What Has Entain Done Wrong?

Entain has operated various subsidiary companies around the world at various times, and between 2011 and 2017 they ran a Turkish sports betting enterprise – it is this subsidiary that has fallen foul of the HMRC investigation, despite it being sold by Entain back in 2017.

The actual minutiae of the action have been kept under wraps for now, although Entain have admitted that one of the allegations made against them relates to Section 7 of the Bribery Act 2010 – ‘failure of commercial organisations to prevent bribery.’

A statement from Entain ‘acknowledges that historical misconduct involving former third-party suppliers and former employees of the Group may have occurred.’

But it’s the undisclosed size of the expected fine that appears to have spooked the stock market, with Entain’s share price dropping a mammoth 9.3% in the five days up to and shortly after the announcement was made.

Entain Share Price

“It is likely that they will include a substantial financial penalty, which is yet to be determined. The Company cannot identify reliably at this stage the size of any financial penalty,” the statement continued.

The Perils of Unregulated Betting Markets

One of the complications of this case is that sports betting is illegal in Turkey, which would lead many to questioning why Entain had a subsidiary there in the first place.

Each country has its own rules on gambling, and while sports betting is illegal in some countries there is unlikely to be any legal action taken if an online bookmaker’s site is accessed by local people via a VPN connection – a number of major betting firms are ‘active’ in India, for example, in this way.

These are often so-called ‘grey markets’, where gambling is neither expressly legal or prohibited, and in which betting firms can get away with operating as long as they don’t explicitly advertise to local customers.
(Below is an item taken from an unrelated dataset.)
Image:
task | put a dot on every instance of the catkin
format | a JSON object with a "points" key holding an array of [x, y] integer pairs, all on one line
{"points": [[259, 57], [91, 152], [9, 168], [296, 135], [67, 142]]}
For a number of years, Entain operated within a number of these grey markets like Turkey, which opens the door to potential problems down the line. They have now exited those countries where gambling is unregulated – a point made by Barry Gibson, the Entain chairperson, as he seeks to restore confidence in his firm.

He described the investigation as a ‘historical issue’ from which Entain had taken ‘decisive action.’ “The board and leadership teams have been overhauled, 100% of our revenue is now from regulated or regulating markets, and our business model, strategy and culture have been reviewed, analysed, and stress-tested,” Gibson said.

Paying the Price

It’s unlikely that Entain will face any further penalties from authorities beyond a fine given that this is a retrospective investigation, although it’s worth noting that they – now and in their former guise of GVC Holdings – have racked up more than £20 million in fines over the past decade or so.

A huge proportion of that punitive action came back in August 2022, when Entain was fined £17 million by the Commission for a catalogue of social responsibility and anti-money laundering failures.

Their online arm, LC International Ltd, runs 13 websites under the Entain umbrella such as Party Poker, Party Casino, Bwin and Foxy Bingo, and it was this operation that ultimately fell foul of the regulator.

They were found to have been too slow to react to players that were exhibiting clear problem gambling behaviours – including one punter who deposited £230,000 into his account in just 18 months, allowing customers to open up accounts with more than one Entain brand when they had self-excluded from others, and failing to conduct a safe gambling review with a player that lost more than £11,000 in a single month.

Another punter deposited nearly £750,000 into their account in little over a year, with no source of funds checks carried out by Entain.